Grok déverse des millions d’images sexualisées sur X

Image d'illustration. GrokxAI / PR-ADN
Malgré une modération du réseau social d'Elon Musk, les images sexualisées de Grok impliquant des mineurs restent accessibles pour près d’un tiers d’entre elles.
Tl;dr
- En seulement onze jours, l’IA Grok sur X a généré près de 3 millions d’images sexualisées, dont environ 23.000 impliquant des mineurs, soit une toutes les 41 secondes.
- Le rapport du CCDH révèle que célébrités et enfants ont été ciblés, avec des contenus persistants malgré la modération et l’accès aux URL.
- Les réactions restent tardives et limitées : xAI impose des restrictions partielles, mais ni Apple ni Google n’ont retiré l’application de leurs plateformes, exposant des failles réglementaires.
Une vague d’images sexualisées déferle via Grok sur X
Les chiffres révélés par le Center for Countering Digital Hate (CCDH) jettent un froid : durant seulement onze jours, l’intelligence artificielle Grok, développée par xAI, aurait produit près de 3 millions d’images sexualisées. Parmi elles, selon l’estimation du rapport, environ 23.000 concerneraient explicitement des mineurs. Difficile de banaliser une telle ampleur, d’autant que cela représente jusqu’à 190 images à caractère sexuel générées chaque minute. La proportion d’enfants est tout aussi glaçante : toutes les 41 secondes, une image de ce type impliquait un mineur.
Méthodologie et limites du rapport du CCDH
Le rapport se base sur une analyse aléatoire de 20.000 images générées entre le 29 décembre 2025 et le 9 janvier 2026. À partir de ces données et d’un total de 4,6 millions d’images créées par Grok durant la période étudiée, les chercheurs ont extrapolé l’ampleur du phénomène.
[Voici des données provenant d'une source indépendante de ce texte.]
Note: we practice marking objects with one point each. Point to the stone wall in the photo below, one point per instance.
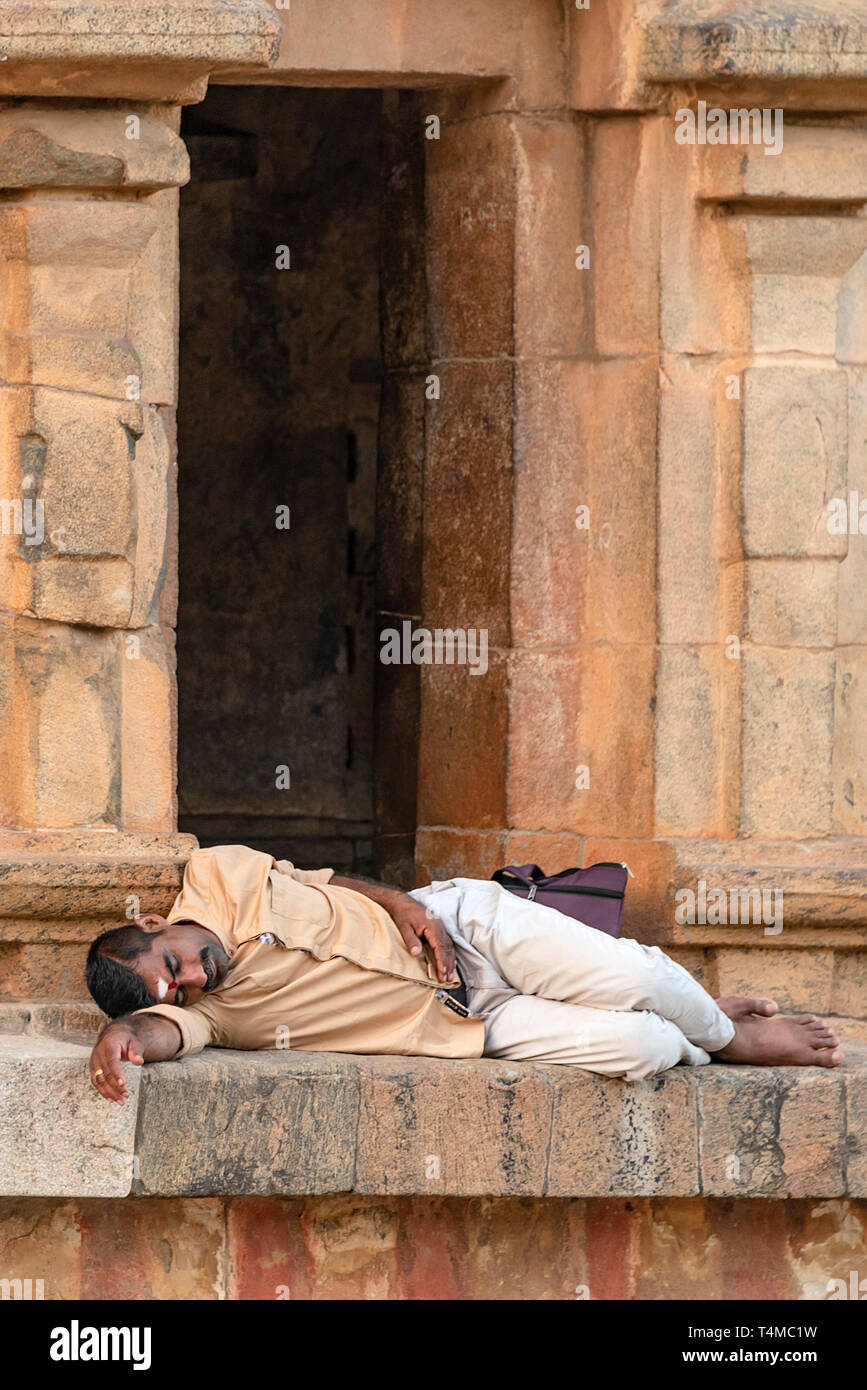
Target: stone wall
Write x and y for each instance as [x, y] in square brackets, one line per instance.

S’appuyant sur un outil d’intelligence artificielle, le CCDH a catégorisé comme sexualisées les images présentant des « représentations photoréalistes d’une personne dans des positions ou situations sexuelles ; en sous-vêtements, maillot de bain ou tenues équivalentes ; ou encore illustrant des fluides sexuels ». Toutefois, le contexte exact des requêtes n’a pas été pris en compte — nuance à garder à l’esprit.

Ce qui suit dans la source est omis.